I just upgraded the ycv40 *today* to ycv40wr, so I may not be looking to buy a speaker right now, but it's possible in the future.
Thanks for taking the time to answer!!

NM


----------



## 1PUTTS (Sep 8, 2007)

Yerffej said:


> Theres actually a really good supplier here in kitchener. they keep tons of eminence stock in particular. I think its called speakers plus or something. its just on a side street by the mall, next to shooters choice


They are in Waterloo, actually but...no matter. I went in there with a friend who was buying a few speakers for a cabinet he was building. I have to say, I've never seen anyone so enthusiastic about speakers as the guy behind the counter.

I wasn't there to buy anything myself but just listening to this guy and how excited he was about this speaker or that speaker, he's got the spec charts out and they're comparing ratings etc. I darn near almost bought a few myself! This guy obviously enjoyed what he was doing.

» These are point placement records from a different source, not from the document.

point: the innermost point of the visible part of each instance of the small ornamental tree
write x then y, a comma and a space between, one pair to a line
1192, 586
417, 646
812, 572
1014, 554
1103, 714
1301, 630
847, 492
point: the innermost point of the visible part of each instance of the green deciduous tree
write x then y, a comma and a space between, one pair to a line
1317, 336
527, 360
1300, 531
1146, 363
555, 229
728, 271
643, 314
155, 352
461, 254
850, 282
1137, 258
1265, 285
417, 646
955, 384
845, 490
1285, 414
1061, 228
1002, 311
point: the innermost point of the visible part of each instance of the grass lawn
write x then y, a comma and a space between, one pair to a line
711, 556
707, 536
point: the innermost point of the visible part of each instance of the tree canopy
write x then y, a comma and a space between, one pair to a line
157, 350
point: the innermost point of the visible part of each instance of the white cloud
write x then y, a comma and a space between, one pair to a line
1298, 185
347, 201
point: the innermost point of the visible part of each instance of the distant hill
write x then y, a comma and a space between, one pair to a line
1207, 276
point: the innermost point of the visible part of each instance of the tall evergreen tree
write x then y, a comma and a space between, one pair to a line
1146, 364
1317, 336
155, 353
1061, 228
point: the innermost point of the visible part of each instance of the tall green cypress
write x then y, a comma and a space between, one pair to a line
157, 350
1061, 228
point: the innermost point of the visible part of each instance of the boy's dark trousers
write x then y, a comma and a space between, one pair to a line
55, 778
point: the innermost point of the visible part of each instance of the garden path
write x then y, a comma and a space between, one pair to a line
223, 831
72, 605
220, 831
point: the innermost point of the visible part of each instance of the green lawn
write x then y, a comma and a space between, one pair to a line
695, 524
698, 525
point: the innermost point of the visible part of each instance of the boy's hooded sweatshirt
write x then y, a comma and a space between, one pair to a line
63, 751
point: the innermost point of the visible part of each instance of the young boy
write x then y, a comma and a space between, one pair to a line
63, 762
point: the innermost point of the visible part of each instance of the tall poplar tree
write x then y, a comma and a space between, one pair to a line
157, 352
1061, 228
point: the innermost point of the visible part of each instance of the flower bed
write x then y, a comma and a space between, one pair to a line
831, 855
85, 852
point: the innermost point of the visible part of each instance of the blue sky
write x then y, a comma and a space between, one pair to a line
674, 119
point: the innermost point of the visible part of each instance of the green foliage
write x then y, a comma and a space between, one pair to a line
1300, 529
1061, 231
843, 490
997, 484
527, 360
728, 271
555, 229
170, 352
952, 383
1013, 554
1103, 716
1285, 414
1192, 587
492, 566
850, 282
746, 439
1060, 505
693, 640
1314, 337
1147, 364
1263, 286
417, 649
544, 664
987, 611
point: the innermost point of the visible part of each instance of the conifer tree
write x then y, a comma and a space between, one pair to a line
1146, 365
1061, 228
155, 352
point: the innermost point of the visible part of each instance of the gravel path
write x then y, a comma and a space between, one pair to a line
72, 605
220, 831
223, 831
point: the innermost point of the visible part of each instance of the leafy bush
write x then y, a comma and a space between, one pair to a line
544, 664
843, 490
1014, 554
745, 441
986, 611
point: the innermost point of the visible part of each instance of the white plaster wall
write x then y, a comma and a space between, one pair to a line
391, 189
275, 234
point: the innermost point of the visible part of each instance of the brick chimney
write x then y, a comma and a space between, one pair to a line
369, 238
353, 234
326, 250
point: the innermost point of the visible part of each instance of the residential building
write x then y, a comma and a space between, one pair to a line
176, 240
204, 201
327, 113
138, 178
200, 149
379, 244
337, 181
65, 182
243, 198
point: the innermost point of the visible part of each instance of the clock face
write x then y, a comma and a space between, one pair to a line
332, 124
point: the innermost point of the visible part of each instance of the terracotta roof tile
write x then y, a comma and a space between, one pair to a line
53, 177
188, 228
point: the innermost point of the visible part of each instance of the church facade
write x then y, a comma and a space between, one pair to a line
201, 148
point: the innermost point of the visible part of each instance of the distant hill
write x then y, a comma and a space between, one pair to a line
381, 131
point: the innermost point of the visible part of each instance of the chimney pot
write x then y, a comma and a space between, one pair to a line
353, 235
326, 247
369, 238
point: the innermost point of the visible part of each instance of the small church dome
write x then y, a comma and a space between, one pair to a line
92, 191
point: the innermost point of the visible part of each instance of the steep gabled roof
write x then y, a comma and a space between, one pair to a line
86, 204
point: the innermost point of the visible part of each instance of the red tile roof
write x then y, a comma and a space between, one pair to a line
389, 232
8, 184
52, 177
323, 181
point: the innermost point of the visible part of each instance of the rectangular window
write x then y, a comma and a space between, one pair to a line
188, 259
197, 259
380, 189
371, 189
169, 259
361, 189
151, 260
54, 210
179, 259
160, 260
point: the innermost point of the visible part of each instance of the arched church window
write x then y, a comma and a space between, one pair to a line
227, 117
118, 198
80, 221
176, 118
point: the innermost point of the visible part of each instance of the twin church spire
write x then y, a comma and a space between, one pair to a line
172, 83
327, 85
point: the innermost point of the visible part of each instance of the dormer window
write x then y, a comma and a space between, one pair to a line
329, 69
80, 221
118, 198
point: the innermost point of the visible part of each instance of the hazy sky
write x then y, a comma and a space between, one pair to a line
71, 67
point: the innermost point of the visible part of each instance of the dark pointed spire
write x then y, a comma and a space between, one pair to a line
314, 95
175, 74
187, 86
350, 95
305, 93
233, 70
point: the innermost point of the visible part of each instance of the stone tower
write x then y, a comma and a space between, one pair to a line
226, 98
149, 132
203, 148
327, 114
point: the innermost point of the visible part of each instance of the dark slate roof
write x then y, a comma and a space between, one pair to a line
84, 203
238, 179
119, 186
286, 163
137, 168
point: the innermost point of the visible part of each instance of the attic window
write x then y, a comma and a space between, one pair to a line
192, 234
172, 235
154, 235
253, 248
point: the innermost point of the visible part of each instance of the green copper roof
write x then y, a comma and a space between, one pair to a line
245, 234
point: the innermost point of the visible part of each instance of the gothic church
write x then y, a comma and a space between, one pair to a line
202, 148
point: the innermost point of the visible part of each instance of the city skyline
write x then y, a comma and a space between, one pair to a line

Anyhow, yes - I would agree that this place in Waterloo certainly knows their stuff when it comes to speakers. If I ever need to replace mine, I know where I'm going.


----------



## Mooh (Mar 7, 2007)

McBride Loudspeaker Source Ltd (Q Components), 519-884-1140, (www.loudspeakers.ca) in Waterloo, have always been good to me. They all know their stuff, but ask for Terry.

Peace, Mooh.


----------



## 1PUTTS (Sep 8, 2007)

Mooh said:


> McBride Loudspeaker Source Ltd (Q Components), 519-884-1140, (www.loudspeakers.ca) in Waterloo, have always been good to me. They all know their stuff, but ask for Terry.
> 
> Peace, Mooh.


Yeah, that's the place! I didn't have the name handy but it's definitely the one on Colby. And I think the guy behind the counter was named Terry. Man, I've never seen anyone so enthusiastic about speakers as that guy. He certainly knows his stuff when it comes to speakers.


----------



## RIFF WRATH (Jan 22, 2007)

I also have had the pleasure of talking with Terry on the phone. seemed very knowledgeable and enthusiastic.
they carry the Emminence line. 
cheers
RIFF


----------



## Mooh (Mar 7, 2007)

Terry is an old friend and as fair and honest as can be. The speaker business is in his blood. Tell him Crocker sent you.

Peace, Mooh.


----------